Consider the definition of four velocity $\mathbf{u} = \frac{dx^{\alpha}}{d\tau}$. Suppose I take the scalar product of four-velocity with itself. I then get
\begin{equation}
\mathbf{u}\cdot \mathbf{u} = \eta_{\alpha\beta}\frac{dx^{\alpha}}{d\tau}\frac{dx^{\beta}}{d\tau}\end{equation}
But these aren't numbers. So why would it yield $-1$?
Granted, I suppose I could consider this a unit four-velocity. But I still don't see how that would yield $-1$. It should be
\begin{equation}
\mathbf{u}\cdot \mathbf{u} = -1(1)(1) + (1)(1)(1) + (1)(1)(1) + (1)(1)(1) = 2
\end{equation}
using
\begin{equation}
\eta_{\alpha\beta}=
\begin{bmatrix}
-1 & 0 & 0 & 0\\
0 & 1 & 0 & 0\\
0 & 0 & 1 & 0\\
0 & 0 & 0 & 1\\
\end{bmatrix}
\end{equation}
Best Answer
First I just want to point out that saying that the four velocity $u_\mu$ satisfies $u_\mu u^\mu=-1$ is a convention, it is not a requirement. It amounts to a choice of the parameterization $\tau$. However, it is a very useful parameterization, it's not common to use other choices.

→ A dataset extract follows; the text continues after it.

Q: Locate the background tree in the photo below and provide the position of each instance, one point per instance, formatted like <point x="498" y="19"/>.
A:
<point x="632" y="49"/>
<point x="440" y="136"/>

In this parameterization, the four velocity takes the form
\begin{equation} u^\mu = \left(\gamma, \gamma v_x, \gamma v_y, \gamma v_z\right) \end{equation} where $\gamma=(1-v^2)^{-1/2}$. Then it's easy to explicitly check that \begin{equation} u_\mu u^\mu = -\gamma^2 + \gamma^2 \vec{v} \cdot \vec{v} = -\gamma^2\left(1-v^2\right)=-1 \end{equation}
Note that this assumes $|\vec{v}| < 1$, since otherwise $\gamma$ is not a finite real number. So only timelike paths can be paramaterized so that $\eta_{\mu\nu}\frac{dx^\mu}{d\tau}\frac{dx^\nu}{d\tau}=-1$.